Test task distribution and fault tolerance in a two-node Kafka Connect cluster by creating a 3-partition topic and validating S3 sink connector tasks on node 1 and node 2.
Explore how Debezium captures insert, update, and delete events from a MySQL database, including before/after payloads and binlog-based source data, and streams them to Kafka in CDC mode.
This course is a completely dedicated to Kafka Connect and exploring its open sourced connectors. There are plenty of connectors available in Kafka Connect. To begin with, I have added a sink connector and a source connector to this course.
We start this course by learning what is Kafka connect and its architecture. In the 2nd module, we learn S3 Sink connector in detail. At first, we learn what is s3 sink connector and we install it using Standalone mode. Next, we run the same configurations using distributed mode so that you get the clear difference between them.

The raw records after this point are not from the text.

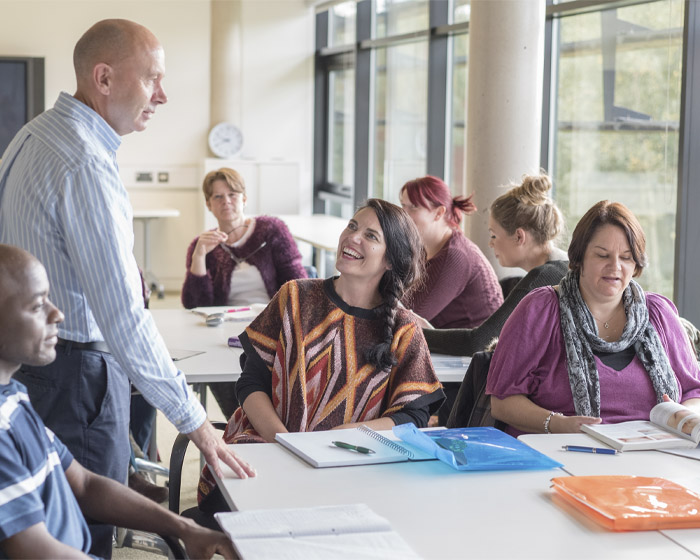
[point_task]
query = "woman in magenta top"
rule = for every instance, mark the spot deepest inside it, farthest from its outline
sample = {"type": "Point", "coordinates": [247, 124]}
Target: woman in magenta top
{"type": "Point", "coordinates": [461, 289]}
{"type": "Point", "coordinates": [596, 348]}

We explore below Partitioner Class with examples
Default Partitioner
Time Based Partitioner
Field Partitioner
After that, we learn how to integration Kafka connect with Schema Registry and test the schema evolution in BACKWARD compatibility mode.
Next, we learn what is DLQ and test it by generating invalid records to Kafka. Lastly, We automate, creating s3 sink connector using a single command with the help of Docker composer.
Module 3 is dedicated to setting up a Kafka connect cluster.
Here, we provision 2 machine from AWS and start s3 sink connector worker process in both machines. We thoroughly test the Load Balancing and Fault Tolerance behaviour of our Kafka connect cluster.
In Module 4, we explore a popular source connector. That is Debezium Mysql CDC Source connector.
Here, At first, we learn how Debezium CDC connector works internally. Then we start our Debezium mysql connector in distributed mode using docker commands. After that, we run DML statements like insert, update and delete queries and learn the respective event schema changes. Similarly, we run DDL statements like dropping a table etc and observe how schema history Kafka topic capture the event changes. Lastly, we integrate it with Schema Registry and test the setup by running DDL & DML statement.